Como pasejero profesional, me sigue gustando que me saluden, que me digan el tiempo estimado de vuelo, la hora de llegada, donde harán escala y la temperatura ambiente y la clase de clima que impera en la ciudad que es mi destino.


----------



## Mirlo

pejeman said:


> Preformati ¿qué?
> 
> Como pasejero profesional, me sigue gustando que me saluden, que me digan el tiempo estimado de vuelo, la hora de llegada, donde harán escala y la temperatura ambiente y la clase de clima que impera en la ciudad que es mi destino.


 

estoy de acuerdo contigo, de esa manera uno se siente en contacto con alguien (te relajas) en vez de al lado de muchos extraños y nervioso(a) por el vuelo,
saludos,


----------



## pejeman

alexacohen said:


> Hola otra vez, pejeman:
> 
> Es la palabra que utilizamos para llamar a los mensajes obligatorios que deben transmitirse a bordo: los de seguridad: abrocharse el cinturón, cómo utilizar el chaleco, la situación de las salidas de emergencia. Son exactamente iguales en todos los vuelos de una misma compañía. Si me dices que no es correcta, puede que no lo sea, pero eso no implica que no la utilicemos constantemente en nuestro trabajo. Como muchísimas otras, que no existen tampoco en español. Y no sigo, porque me salgo del tema.
> Alexa


 
Y en español podríamos decirles mensajes reglamentarios, grabados, obligatorios y de muchas otras formas, sin necesidad de deformar aún más nuestra bella lengua. Como dicen los compañeros del foro: muchas personas se acercan acá para aprender idiomas.

Saludos.


----------



## alexacohen

Hola:


> No entiendo "pursers ", porque las aeromozas
> sirven comida y se cuidan para la seguridad y comonidad de
> pasajeros. Parece hacen casi todo del trabajo del purser.

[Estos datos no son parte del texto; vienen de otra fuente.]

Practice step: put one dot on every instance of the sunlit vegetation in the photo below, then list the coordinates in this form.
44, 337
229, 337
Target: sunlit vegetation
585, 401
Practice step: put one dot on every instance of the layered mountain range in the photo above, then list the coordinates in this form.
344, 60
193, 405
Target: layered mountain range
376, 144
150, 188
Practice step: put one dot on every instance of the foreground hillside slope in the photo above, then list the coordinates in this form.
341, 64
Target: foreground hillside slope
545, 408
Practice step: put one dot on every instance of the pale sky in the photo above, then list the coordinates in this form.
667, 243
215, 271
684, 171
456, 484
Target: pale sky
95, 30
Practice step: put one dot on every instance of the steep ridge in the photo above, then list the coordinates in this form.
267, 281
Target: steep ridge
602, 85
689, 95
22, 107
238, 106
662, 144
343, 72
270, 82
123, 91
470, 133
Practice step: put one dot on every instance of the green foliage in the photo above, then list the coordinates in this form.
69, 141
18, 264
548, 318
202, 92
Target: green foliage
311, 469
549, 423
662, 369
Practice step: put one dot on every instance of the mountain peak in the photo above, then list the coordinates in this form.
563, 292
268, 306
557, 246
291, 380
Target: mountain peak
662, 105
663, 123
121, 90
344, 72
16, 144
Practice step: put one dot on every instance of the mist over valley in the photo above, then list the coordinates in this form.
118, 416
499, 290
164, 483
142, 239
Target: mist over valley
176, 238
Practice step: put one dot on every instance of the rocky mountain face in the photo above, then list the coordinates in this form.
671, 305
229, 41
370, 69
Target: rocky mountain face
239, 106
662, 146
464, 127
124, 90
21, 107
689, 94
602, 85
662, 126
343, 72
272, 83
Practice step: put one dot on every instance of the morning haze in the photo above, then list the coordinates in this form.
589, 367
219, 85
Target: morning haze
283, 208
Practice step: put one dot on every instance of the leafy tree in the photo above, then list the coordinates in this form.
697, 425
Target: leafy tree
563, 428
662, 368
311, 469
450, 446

"Purser" o "sobrecargo" sería algo así como el supervirsor (o la supervisora) de las azafatas. Normalmente es quien se encarga de darte la bienvenida a bordo y los mensajes de seguridad.
Las toallitas calientes se sirven en muchos vuelos. En first class o business siempre, en clase turista, sobre todo en trayectos cortos, no.
Muchos servicios que antes se proporcionaban a bordo se están suprimiendo, porque casi todas las compañías intentan reducir gastos 
para poder competir con las nuevas compañías de bajo coste (low cost).
Alexa


----------



## pejeman

alexacohen said:


> Hola otra vez Pejeman:
> 
> No lo discuto en absoluto. Y ya he admitido que no es correcta, y también he explicado para qué la usamos.
> Tampoco discuto que a los pasajeros les guste que el comandante les dirija la palabra y les explique la altitud a la que van a volar, y otras muchas cosas. Has preguntado por qué faltaban palabras en un mensaje, y te he respondido que al no tratarse de un mensaje "standard" (para no utilizar esa palabra que no te gusta)
> Alexa


 
Estimada Alexa:

Yo no pregunté eso y tampoco me he pronunciado sobre la impresión que pueda causarme la palabra "standard"; pareces tener dotes adivinatorias.

Lo que si puedo decirte es que cuando escribí que faltaba una entre otras cosas de las que he escuchado decir a las tripulaciones y sus comandantes o capitanes, traté de no ser prolijo, porque me conozco y sé que cuando me pico, escribo más largo y tendido que el profeta Ezequiel.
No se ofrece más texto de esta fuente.